Acta Neuropathologica ( Acta Neuropathologica ) 143 ( 2 ) 263 - 281 2022.02 [Refereed]
Research paper (journal)
Oligodendrogliomas are defined at the molecular level by the presence of an IDH mutation and codeletion of chromosomal arms 1p and 19q. In the past, case reports and small studies described gliomas with sarcomatous features arising from oligodendrogliomas, so called oligosarcomas. Here, we report a series of 24 IDH-mutant oligosarcomas from 23 patients forming a distinct methylation class. The tumors were recurrences from prior oligodendrogliomas or developed de novo.
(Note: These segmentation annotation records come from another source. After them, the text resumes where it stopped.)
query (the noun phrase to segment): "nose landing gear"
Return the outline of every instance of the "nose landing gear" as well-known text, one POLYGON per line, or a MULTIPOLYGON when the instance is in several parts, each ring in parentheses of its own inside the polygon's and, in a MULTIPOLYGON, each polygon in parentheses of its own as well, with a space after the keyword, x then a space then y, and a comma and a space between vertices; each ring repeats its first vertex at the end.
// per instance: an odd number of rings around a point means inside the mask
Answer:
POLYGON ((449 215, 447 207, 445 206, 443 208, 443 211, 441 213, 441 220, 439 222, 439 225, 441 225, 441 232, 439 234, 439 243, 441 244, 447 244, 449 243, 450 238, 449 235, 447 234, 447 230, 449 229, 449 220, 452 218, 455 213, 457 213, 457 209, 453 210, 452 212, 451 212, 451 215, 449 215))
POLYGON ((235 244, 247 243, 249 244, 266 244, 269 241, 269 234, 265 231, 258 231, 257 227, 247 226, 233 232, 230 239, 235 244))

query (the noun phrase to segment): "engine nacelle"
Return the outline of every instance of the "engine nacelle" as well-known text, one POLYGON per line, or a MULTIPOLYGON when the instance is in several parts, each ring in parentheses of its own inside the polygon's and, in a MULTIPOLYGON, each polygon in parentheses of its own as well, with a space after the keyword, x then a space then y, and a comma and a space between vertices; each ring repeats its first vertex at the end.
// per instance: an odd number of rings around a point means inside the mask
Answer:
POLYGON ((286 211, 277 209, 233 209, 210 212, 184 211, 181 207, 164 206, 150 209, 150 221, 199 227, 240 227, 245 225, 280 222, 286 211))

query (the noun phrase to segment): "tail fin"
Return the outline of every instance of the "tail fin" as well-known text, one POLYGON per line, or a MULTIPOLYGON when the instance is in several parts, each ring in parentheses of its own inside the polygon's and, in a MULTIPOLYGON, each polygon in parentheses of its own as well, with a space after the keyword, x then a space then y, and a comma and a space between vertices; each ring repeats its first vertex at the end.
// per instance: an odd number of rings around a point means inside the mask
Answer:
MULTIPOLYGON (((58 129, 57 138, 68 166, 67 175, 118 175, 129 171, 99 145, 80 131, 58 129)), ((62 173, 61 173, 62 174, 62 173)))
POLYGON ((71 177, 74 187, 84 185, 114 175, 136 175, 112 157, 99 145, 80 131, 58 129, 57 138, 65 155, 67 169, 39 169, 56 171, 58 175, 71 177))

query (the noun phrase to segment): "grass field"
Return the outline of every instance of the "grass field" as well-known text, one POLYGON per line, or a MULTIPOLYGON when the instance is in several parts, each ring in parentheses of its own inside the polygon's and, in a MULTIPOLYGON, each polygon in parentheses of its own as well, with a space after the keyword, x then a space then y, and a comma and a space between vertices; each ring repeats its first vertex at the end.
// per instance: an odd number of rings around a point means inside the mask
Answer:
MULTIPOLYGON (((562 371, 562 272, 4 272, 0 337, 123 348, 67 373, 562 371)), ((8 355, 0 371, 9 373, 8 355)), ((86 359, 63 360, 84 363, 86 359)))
Precursor tumors of 12 oligosarcomas were histologically and molecularly indistinguishable from conventional oligodendrogliomas. Oligosarcoma tumor cells were embedded in a dense network of reticulin fibers, frequently showing p53 accumulation, positivity for SMA and CALD1, loss of OLIG2 and gain of H3K27 trimethylation (H3K27me3) as compared to primary lesions. In 5 oligosarcomas no 1p/19q codeletion was detectable, although it was present in the primary lesions. Copy number neutral LOH was determined as underlying mechanism. Oligosarcomas harbored an increased chromosomal copy number variation load with frequent CDKN2A/B deletions. Proteomic profiling demonstrated oligosarcomas to be highly distinct from conventional CNS WHO grade 3 oligodendrogliomas with consistent evidence for a smooth muscle differentiation. Expression of several tumor suppressors was reduced with NF1 being lost frequently. In contrast, oncogenic YAP1 was aberrantly overexpressed in oligosarcomas. Panel sequencing revealed mutations in NF1 and TP53 along with IDH1/2 and TERT promoter mutations. Survival of patients was significantly poorer for oligosarcomas as first recurrence than for grade 3 oligodendrogliomas as first recurrence. These results establish oligosarcomas as a distinct group of IDH-mutant gliomas differing from conventional oligodendrogliomas on the histologic, epigenetic, proteomic, molecular and clinical level. The diagnosis can be based on the combined presence of (a) sarcomatous histology, (b) IDH-mutation and (c) TERT promoter mutation and/or 1p/19q codeletion, or, in unresolved cases, on its characteristic DNA methylation profile.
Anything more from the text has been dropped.